At only 23 years of age, skip Rachel Homan (second from left) will get more chances on the world stage.

It’s been a wild ride for Team Homan since winning the Scotties Tournament of Hearts back in February.

Competing at the world women’s curling championships in Riga, Latvia, Ottawa’s favourite women’s curling team has brought a bronze medal home to Canada.

After winning the Scotties’, Rachel Homan and her teammates Lisa Weagle, Alison Kreviazuk and Emma Miskew, were invited to attend an Ottawa Senators game at Scotiabank Place, where they were introduced on the big screen.

They also appeared on CTV Ottawa Morning, met Mayor Jim Watson and had tea with Prime Minister Stephen Harper.

While the celebration lasted weeks, the girls had to turn it around quickly to be ready to head overseas for the world championships.

“It’s a bit of a challenge,” says coach Earle Morris. “Especially when you come back to Ottawa and there are a million different requests from the media to talk to the girls.

“It’s almost like you’re still celebrating the Scotties and the next thing you know it’s time to go away.”

Morris says the travel and unfamiliar conditions might have shocked the girls at first.

They were especially thrown off by a flight delay in Germany that skewed their schedules and postponed their arrival in Latvia.

“It’s a little tough to start because it’s an international stage and the girls had to sleep in an airport in Frankfurt – just not ideal conditions to start off with,” Morris says. “The ice conditions weren’t as good as we were used to in Canada where everything is perfect.”

Though their 4-2 record in the first six games might suggest otherwise, Morris says Team Homan “stumbled out of the gate” at the worlds.

They followed a tournament-opening loss to Scotland with wins over Latvia, Denmark, and Russia, before losing to the Americans and beating the Italians.

Still, after going 12-1 at the Scotties, a 4-2 record meant the team was not playing their best.

“It would be fair to say that we struggled a bit with our shot-making and team dynamics because everybody’s a little stressed or maybe a little tense getting started,” says Morris. “So we stumbled out of the gate and for maybe the first six games we were pretty ordinary.”

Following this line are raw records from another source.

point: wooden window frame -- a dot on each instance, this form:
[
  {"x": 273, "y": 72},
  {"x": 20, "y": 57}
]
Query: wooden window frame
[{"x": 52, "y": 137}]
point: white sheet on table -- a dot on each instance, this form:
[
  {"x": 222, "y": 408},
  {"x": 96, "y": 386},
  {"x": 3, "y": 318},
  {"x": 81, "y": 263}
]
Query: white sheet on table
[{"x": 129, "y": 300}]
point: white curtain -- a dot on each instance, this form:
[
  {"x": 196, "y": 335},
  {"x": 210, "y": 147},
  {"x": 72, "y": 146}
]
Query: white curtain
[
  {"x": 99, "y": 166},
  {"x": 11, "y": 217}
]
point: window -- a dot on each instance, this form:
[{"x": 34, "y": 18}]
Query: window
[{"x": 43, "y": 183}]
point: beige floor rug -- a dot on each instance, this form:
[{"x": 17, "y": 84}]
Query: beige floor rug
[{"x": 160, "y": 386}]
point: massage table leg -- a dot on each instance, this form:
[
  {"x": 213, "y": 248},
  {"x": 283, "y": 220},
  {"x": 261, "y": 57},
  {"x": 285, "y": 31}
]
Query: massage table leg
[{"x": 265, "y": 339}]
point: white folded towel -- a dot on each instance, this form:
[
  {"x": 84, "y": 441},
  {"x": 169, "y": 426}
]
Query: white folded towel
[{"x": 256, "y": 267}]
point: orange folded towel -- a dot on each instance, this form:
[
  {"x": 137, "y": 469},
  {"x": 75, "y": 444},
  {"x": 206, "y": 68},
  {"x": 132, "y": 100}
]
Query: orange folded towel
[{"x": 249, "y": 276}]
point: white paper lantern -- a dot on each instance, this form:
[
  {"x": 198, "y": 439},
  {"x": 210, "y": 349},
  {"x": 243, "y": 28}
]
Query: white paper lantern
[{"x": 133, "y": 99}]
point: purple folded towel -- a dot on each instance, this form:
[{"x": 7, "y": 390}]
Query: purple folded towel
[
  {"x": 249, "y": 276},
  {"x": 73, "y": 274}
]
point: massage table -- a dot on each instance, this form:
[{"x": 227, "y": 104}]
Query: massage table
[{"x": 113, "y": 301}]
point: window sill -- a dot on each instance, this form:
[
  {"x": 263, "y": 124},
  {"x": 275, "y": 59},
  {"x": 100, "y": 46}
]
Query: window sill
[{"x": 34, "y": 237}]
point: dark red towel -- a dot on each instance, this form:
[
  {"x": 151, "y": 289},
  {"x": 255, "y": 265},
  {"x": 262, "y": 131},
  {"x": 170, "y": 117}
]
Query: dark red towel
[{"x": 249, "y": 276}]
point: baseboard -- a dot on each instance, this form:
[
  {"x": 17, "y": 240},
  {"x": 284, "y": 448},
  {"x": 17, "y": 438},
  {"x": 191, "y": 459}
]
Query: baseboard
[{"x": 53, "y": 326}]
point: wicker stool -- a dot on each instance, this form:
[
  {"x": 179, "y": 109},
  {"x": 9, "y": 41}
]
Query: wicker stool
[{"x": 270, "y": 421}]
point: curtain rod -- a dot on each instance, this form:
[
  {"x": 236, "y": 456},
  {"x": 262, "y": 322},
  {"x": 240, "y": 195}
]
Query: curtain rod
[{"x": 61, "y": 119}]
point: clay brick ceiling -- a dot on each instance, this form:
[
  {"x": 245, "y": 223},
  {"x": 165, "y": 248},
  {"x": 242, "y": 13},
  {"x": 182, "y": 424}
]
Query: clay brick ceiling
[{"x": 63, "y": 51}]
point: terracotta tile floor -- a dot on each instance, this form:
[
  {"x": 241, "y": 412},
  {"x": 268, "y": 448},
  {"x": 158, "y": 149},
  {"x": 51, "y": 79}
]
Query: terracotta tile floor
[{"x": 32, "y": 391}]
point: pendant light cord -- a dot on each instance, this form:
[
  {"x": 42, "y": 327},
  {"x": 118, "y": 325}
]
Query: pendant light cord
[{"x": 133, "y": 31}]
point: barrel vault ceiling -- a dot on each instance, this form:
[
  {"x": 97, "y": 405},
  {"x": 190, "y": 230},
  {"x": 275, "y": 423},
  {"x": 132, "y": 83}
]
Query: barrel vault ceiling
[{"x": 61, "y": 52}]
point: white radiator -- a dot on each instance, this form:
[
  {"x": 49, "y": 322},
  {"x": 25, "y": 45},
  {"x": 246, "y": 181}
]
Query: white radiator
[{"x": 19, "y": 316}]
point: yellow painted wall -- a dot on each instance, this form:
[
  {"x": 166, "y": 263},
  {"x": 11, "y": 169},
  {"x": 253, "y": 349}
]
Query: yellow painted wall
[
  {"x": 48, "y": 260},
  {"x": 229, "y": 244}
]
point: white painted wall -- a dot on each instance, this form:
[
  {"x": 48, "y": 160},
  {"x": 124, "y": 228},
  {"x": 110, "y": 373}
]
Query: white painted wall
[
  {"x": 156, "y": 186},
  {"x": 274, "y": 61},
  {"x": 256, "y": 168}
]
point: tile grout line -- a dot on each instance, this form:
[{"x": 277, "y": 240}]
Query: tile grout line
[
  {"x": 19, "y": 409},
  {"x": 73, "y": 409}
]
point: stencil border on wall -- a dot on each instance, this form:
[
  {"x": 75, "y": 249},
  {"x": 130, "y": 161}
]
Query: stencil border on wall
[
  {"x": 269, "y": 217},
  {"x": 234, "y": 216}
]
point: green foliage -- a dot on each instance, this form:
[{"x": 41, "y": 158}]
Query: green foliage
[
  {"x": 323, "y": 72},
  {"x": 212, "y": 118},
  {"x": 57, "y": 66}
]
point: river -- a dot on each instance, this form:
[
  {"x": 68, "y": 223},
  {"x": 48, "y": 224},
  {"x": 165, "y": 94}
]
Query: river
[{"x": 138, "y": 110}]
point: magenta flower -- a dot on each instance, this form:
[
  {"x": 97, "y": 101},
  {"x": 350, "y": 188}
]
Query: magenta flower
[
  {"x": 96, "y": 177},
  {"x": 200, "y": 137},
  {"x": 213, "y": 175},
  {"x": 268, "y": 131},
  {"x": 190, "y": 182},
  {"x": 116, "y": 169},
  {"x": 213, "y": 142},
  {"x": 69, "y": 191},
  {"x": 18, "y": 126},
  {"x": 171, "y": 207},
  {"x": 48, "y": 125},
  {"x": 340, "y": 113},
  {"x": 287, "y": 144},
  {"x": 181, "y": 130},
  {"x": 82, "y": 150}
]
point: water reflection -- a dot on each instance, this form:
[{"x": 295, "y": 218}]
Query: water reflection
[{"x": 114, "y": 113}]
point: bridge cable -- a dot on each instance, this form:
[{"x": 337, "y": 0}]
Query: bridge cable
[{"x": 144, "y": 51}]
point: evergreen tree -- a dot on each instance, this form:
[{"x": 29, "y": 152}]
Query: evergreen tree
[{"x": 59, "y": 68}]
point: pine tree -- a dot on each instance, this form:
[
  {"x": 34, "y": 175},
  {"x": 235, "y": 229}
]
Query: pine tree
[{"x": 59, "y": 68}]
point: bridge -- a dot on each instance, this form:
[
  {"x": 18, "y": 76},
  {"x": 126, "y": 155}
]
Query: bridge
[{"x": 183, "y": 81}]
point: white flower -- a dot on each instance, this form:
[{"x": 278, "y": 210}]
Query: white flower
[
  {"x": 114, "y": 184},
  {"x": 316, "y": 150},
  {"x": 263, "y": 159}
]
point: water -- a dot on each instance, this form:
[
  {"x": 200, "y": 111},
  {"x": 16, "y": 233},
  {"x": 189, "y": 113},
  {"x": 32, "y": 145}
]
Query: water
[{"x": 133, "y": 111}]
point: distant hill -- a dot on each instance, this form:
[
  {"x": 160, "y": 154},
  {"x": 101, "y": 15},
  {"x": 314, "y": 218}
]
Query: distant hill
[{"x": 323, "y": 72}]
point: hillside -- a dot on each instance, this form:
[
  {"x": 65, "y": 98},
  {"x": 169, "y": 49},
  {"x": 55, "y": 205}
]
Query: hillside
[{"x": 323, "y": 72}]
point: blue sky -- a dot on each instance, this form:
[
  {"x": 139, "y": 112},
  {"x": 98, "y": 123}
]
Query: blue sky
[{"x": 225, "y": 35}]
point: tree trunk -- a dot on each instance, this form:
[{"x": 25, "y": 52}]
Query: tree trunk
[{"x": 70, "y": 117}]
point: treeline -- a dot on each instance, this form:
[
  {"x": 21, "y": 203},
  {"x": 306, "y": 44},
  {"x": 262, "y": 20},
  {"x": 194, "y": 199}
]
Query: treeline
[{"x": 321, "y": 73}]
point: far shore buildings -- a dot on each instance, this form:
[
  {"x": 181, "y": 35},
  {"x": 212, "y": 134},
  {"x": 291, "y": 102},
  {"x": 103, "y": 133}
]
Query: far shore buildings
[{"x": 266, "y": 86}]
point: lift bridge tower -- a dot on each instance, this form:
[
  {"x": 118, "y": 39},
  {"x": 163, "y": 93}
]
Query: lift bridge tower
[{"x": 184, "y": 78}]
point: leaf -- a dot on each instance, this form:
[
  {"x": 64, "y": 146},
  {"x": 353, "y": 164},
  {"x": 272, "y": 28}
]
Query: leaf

The turning point, though, came after that sixth game. With a 4-2 record, Rachel Homan’s Ottawa Curling Club rink was set to face eventual silver medalist Sweden.

Though they lost the game 8-4, Morris says this game set the tone for the rest of the tournament.

“Our team dynamics were really good and I said, man, that really reminds me of the Scotties – that’s how they played at the Scotties and that’s how they got along at the Scotties,” says Morris. “So even though we lost I had a big smile on my face because I said, this is really good, I like the way it’s gone.”

The team would finish the round robin with an 8-3 record before earning a rematch with Scotland in the semi-final.

The semi-final game came down to the last shot, but Homan jammed her stone on a double takeout attempt to  give Scotland’s Eve Muirhead the winning point and a berth in the final.

Scotland would go on to beat Sweden in the gold medal game.

Team Homan would face the Americans for the bronze, beating them 8-6 to ensure Canada finished on the podium for a second straight year.

While Homan wasn’t able to bring Canada a gold, which would’ve been the first since 2008, curling fans have seen the team give a face to a growing sport.

“Teams are now starting at 8 and 10 years old and becoming insanely good teams,” says Dylan Haggart, a Carleton student who curls out at City View Curling Club. “Junior curling is up even more because of their celebrity.”

Homan got her start at City View.

Her winning banners still adorn the walls of the club, and the team’s success can give hope for aspiring curlers across the city.